Sobre as características dos tempos atuais, que pedem uma abordagem híbrida para o fenômeno da preparação poética na dança:
"De acordo com Tourinho (2009), as
estruturas artísticas que determinam a composição cênica são denominadas na
contemporaneidade de dramaturgia, podendo assumir diferentes configurações
dramatúrgicas, como a não dependência de um texto, ou roteiro, que sirvam como
impulso criativo. Essas configurações estão diretamente atreladas às poéticas
dos criadores, que elaboram verdadeiros protocolos para o surgir das obras artísticas.
Assim sendo, a composição nas artes cênicas pode ser tão vasta, misturada, e
inesperada quanto a complexa rede global onde vive cada diretor, coreógrafo, ou
quem mais assinar a concepção do espetáculo.
Lepecki
(2006) parece concordar com Tourinho a medida que diz que a dança atual está
questionando a sua própria ontologia, frente às múltiplas possibilidades
cinéticas que se fazem presentes em cena, desde a falta de movimentos, até a
aparição dos movimentos não fluidos, que "se assemelham a soluços".

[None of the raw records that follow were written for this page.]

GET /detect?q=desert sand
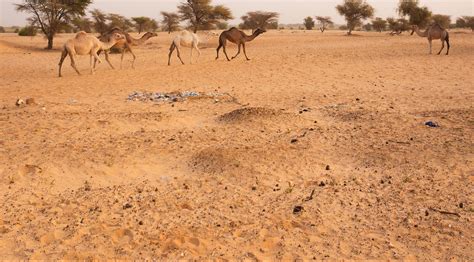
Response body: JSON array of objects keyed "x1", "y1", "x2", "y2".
[{"x1": 0, "y1": 31, "x2": 474, "y2": 261}]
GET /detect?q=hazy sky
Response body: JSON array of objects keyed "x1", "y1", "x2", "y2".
[{"x1": 0, "y1": 0, "x2": 474, "y2": 26}]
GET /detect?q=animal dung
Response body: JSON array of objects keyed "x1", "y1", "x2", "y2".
[{"x1": 127, "y1": 91, "x2": 235, "y2": 103}]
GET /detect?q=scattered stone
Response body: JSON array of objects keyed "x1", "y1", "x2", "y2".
[
  {"x1": 425, "y1": 121, "x2": 439, "y2": 128},
  {"x1": 26, "y1": 98, "x2": 36, "y2": 105},
  {"x1": 293, "y1": 206, "x2": 304, "y2": 215},
  {"x1": 15, "y1": 98, "x2": 25, "y2": 106}
]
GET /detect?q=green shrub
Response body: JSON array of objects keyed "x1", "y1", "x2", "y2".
[{"x1": 18, "y1": 26, "x2": 36, "y2": 36}]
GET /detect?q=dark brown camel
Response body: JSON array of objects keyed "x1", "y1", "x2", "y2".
[
  {"x1": 98, "y1": 27, "x2": 158, "y2": 69},
  {"x1": 216, "y1": 27, "x2": 267, "y2": 61}
]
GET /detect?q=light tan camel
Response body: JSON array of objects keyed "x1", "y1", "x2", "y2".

Fernandes (2011) também concorda com Lepecki (2006) e Tourinho (2009), ao
sugerir que a cena contemporânea da dança tem se transformado, com as paragens
e pausas dinâmicas aparecendo com frequência, representando uma atitude de
contracultura e transformação necessárias aos artistas cênicos. Para esta pesquisadora, isso só é possível
por meio de uma sintonia somática, pois: "Em meio ao império do signo e do
simulacro, a paragem ativa o fluxo interno e as conexões coletivas rumo à
presença e inte(g)ração criativa com o meio." (FERNANDES, 2011, p. 77).
Para
Madeira (2007), que analisa as artes performáticas[1] dos séculos XX e XXI em
Portugal sob o viés do hibridismo entre arte e ciência, quase todos os
processos de composição nas artes cênicas que se dão nos tempos atuais carregam
consigo a marca do hibridismo, ou da mistura. O híbrido, segundo esta autora, é
um termo utilizado para definir todos os tipos de fenômenos vagos, imprecisos e
variáveis, e se constitui como um paradigma invasor, às vezes visível, outras
nem tanto, que contamina tudo, em um território de cruzamentos sem fronteiras
bem delimitadas. O que o caracteriza, de acordo com Madeira (2007), é o excesso
ou a total falta, mais do que a procura, de uma linearidade narrativa que segue
regras, padrões ou dispositivos técnicos bem formatados. Por ser um território
tão plural, o híbrido não se deixa ler por somente um prisma:
As incorporações (e/ou desincorporações), desenvolvidas através de uma arte de enxertia, uma
arte da mistura, resultariam numa dessacralização dos cânones, que se descontextualizam das
suas convenções tradicionais e locais para adquirirem novas formas e novos territórios, de que
são exemplo hoje os projetos transdisciplinares. (MADEIRA, 2007, p. 16)"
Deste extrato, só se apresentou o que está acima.